France: L’euthanasie est-elle moralement admissible en certains cas extrêmes?
Paris, 28 juillet 1998 (APIC) Le cas de l’infirmière française Christine Malerve, mise en examen la semaine dernière, accusée d’euthanasie active sur une trentaine de patients suscite débats et controverses en France et dans le monde. Mais aussi de la sympathie envers les malades, les médecins et les infirmière confrontés à des choix difficiles.
Le Père Olivier de La Brosse, porte-parole de la Conférence des évêques de France rappelle, pour l’APIC, la doctrine officielle de l’Eglise catholique sur ce sujet controversé: « La vie, de soi et la vie des autres dépend de Dieu. Ce n’est pas à l’individu de fixer l’heure de sa propre mort ni à fortiori de la mort des autres ».
Pour le moment du moins, déclare le Père de La Brosse, il n’y a pas, à proprement parler, de réaction des évêques de France sur les actes de l’infirmière française accusée d’euthanasie active.
« Je mets d’abord à part le cas particulier et précis de l’infirmière en question. Cela est du ressort de la justice française. L’Eglise n’a pas à porter d’elle-même de jugement prématuré sur son acte. Il faut tenir compte des circonstances atténuantes et d’un certain nombre d’éléments qui sont entre les mains de la justice et non entre les mains de l’Eglise ».

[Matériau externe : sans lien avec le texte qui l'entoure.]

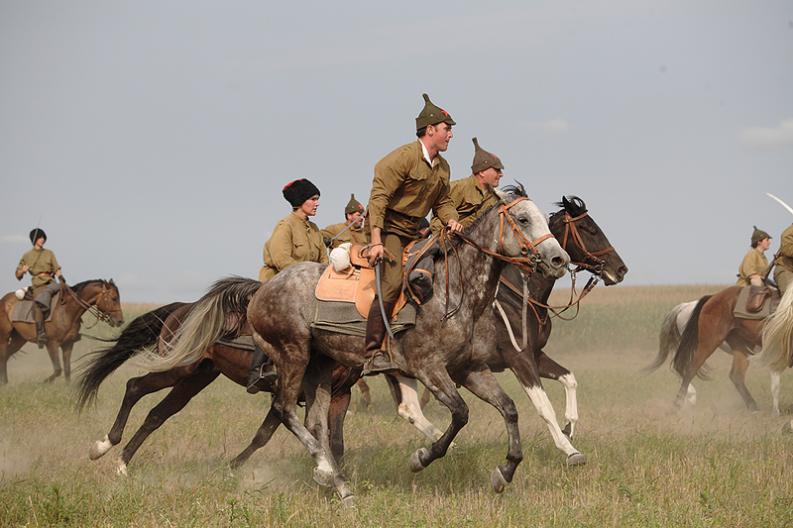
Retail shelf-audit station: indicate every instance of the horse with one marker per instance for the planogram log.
(151, 332)
(671, 332)
(98, 296)
(712, 323)
(777, 337)
(590, 250)
(437, 350)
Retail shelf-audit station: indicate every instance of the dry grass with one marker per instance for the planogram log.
(712, 465)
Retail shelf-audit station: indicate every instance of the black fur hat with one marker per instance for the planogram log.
(298, 191)
(37, 233)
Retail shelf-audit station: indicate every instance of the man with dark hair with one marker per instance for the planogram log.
(43, 268)
(349, 231)
(407, 184)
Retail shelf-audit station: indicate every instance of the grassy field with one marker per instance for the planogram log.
(649, 465)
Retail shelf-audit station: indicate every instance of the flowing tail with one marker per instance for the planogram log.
(777, 351)
(689, 341)
(220, 312)
(140, 334)
(668, 338)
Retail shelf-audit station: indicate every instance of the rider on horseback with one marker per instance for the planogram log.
(407, 183)
(43, 268)
(752, 271)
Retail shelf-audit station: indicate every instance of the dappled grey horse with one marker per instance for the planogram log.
(437, 351)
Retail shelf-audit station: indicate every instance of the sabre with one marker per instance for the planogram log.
(782, 203)
(379, 291)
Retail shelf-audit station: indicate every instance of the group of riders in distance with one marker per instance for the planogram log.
(445, 302)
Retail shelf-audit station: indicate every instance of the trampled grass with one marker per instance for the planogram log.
(648, 465)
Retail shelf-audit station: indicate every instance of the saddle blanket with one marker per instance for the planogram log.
(22, 312)
(769, 306)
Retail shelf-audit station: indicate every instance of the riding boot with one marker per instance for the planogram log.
(377, 359)
(41, 334)
(262, 375)
(756, 298)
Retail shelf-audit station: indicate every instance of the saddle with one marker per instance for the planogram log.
(756, 305)
(355, 285)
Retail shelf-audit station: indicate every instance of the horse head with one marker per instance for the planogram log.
(524, 233)
(585, 242)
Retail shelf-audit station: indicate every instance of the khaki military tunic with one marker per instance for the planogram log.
(40, 261)
(470, 201)
(404, 190)
(293, 240)
(356, 236)
(754, 263)
(783, 265)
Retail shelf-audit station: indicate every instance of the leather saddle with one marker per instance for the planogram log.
(354, 285)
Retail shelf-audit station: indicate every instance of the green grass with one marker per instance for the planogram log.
(711, 465)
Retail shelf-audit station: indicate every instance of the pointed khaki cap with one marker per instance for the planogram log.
(432, 115)
(484, 160)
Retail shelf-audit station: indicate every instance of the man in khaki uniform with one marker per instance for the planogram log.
(474, 195)
(43, 268)
(407, 184)
(294, 239)
(350, 231)
(783, 272)
(753, 268)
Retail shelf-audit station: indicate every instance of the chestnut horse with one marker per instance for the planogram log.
(98, 296)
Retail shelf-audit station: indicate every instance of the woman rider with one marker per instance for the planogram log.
(294, 239)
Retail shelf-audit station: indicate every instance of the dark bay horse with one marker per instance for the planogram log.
(152, 331)
(711, 323)
(99, 296)
(437, 351)
(499, 332)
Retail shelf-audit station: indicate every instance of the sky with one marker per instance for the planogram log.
(151, 140)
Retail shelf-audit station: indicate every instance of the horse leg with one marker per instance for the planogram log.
(136, 389)
(260, 439)
(438, 381)
(66, 351)
(339, 404)
(550, 369)
(484, 385)
(366, 394)
(52, 350)
(409, 408)
(740, 362)
(291, 362)
(174, 402)
(775, 385)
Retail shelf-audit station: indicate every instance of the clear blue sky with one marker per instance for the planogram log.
(151, 139)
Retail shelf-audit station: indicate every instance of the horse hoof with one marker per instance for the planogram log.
(323, 478)
(348, 501)
(416, 464)
(498, 481)
(99, 448)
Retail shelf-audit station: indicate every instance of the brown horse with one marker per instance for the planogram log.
(97, 296)
(711, 323)
(154, 330)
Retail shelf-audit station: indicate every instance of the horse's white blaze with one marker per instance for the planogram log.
(410, 409)
(544, 408)
(570, 384)
(99, 448)
(775, 382)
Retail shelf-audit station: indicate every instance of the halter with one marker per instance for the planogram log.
(94, 310)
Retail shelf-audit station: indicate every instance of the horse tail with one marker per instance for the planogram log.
(777, 351)
(668, 338)
(689, 341)
(140, 334)
(221, 311)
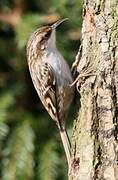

Ce que l’Eglise peut rappeler c’est le grand principe que la vie humaine n’appartient pas à l’homme comme une espèce de propriété qui lui serait personnelle. La vie de soi et la vie des autres dépend de Dieu et donc , ce n’est pas à l’individu de fixer l’heure de sa propre mort ni a fortiori de la mort des autres, rappelle le dominicain français.
Cela dit, poursuit le porte-parole des évêques français, la souffrance devient de plus en plus fréquente dans la longévité actuelle des hommes et des femmes de notre civilisation. e. Il y a quelques siècles et encore il y a quelques dizaines d’années, on appelait le chrétien « à offrir sa souffrance, à la supporter en esprit de pénitence et de rédemption ».
La douleur est un drame
« Je crois de plus en plus que l’on s’aperçoit que la douleur en soi n’est pas une valeur positive. La douleur est un drame. Elle n’est donc pas souhaitable. Elle n’est pas soutenable. Et parallèlement, les progrès de la chimie, de la pharmacie, de la pharmacopée, permettent de développer ce qu’on appelle maintenant les soins palliatifs. Ces derniers permettent d’une part d’abréger les souffrances et d’autre part dans leur partie psychologique, de préparer le mourant à sa fin terrestre et à sa rencontre avec Dieu. Donc il n’y a aucun inconvénient aux yeux de l’Eglise à aider quelqu’un à ne pas trop souffrir par des soins palliatifs.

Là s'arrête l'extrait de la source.